We started the day yesterday visiting a craftsman in Fares before continuing upriver to Kom Ombo. The temple there offered some new things to see as well as enhancing our understanding about the images carved in temple walls.
Then in the evening Mo gave us a great talk and Q&A about Islam.
Mohamed and the Palm Fronds
Our boat actually spent the night moored at the small village of Fares. After breakfast we rode in tuk-tuks about ten minutes from the river’s edge to the home and workshop of a man named Mohamed.
Via Mo’s interpreting, Mohamed told us that he is 63 years old. Since childhood he has been creating things from palm fronds. He works six days a week, from morning until 9 or 10 pm, with a break in the afternoon on the hot summer days. He learned from his father, and his son learned from him and helps.
The crates Mohamed makes each hold more than 20 kilograms of mangos. As we watched (and a couple of us assisted), he made two crates in about ten minutes each.
The Temple of Kom Ombo
In the afternoon we arrived at Kom Ombo. Our visit to the temple was at 2:30. Mo told us if we wait until later, all the large cruise ships would be there. To avoid the crowds, we visited in the hottest part of the afternoon. It was only 103, much cooler than last week in Luxor.
As it turned out, the big cruise ships were already arriving and disgorging their passengers. The temple was packed, and becoming packed-er while we visited.
This temple dates from the Ptolemaic period, with later additions by the Romans. Construction began under Ptolemy VI and continued up to Ptolemy XII. On the walls we saw depictions of the crowning of several of these pharaohs.
The unique feature of Kom Ombo is that it is a double temple. One side is dedicated to Horus, the falcon-headed god; the other side is dedicated to Sobek, with the head of a crocodile.
In a pool next to the temple lived many crododiles back in the day.

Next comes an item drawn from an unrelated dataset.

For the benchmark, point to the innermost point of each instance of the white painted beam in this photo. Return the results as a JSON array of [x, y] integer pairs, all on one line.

The crocodile mummies discovered there are now on display in a museum next to the temple.
“Islam” has the same root as the Arabic word “salaam.” It means “peace.” And that was the first thing Mo talked about. The terrorism and violence we often associate with Islamic extremists have nothing to do with Islam. Mo considers them to be as much about Islam as the KKK is about Christianity.
He described the five pillars of Islam. These are the only requirements of Islam.
- Shahada (faith): The declaration of faith in one God (Allah) and His messenger (Mohammed)
- Salah (prayer): The ritual prayer required of every Muslim five times a day throughout their lifetime
- Zakat (almsgiving): The act of giving a portion of a Muslim’s wealth to those in need throughout their lifetime.
- Sawm (fasting): The act of fasting during the holy month of Ramadan.
- Haj (pilgrimage): The sacred pilgrimage to Mecca required of every Muslim at least once in their lifetime if it is within their means.
Other aspects of religious life are by custom and teaching rather than by requirement, though some are specifically mentioned in the Qur’an. Male circumcision is part of the teaching of the prophet Muhammad and is not in the Qur’an. Female genital mutiliation is also mentioned in Muhammad’s teaching as noble but not required. Most religious leaders today, however, have called for an end to the practice. Still, it is commonly done in Egypt. Mo strongly opposes it. Dietary laws, according to Mo, only require that food be blessed before it is slaughtered, and pork is the only explicitly haram (non-halal) food, as it is mentioned in the Qur’an.
The questions we asked were wide ranging, and the discussion was interesting. I’m traveling with some very thoughtful and insightful people.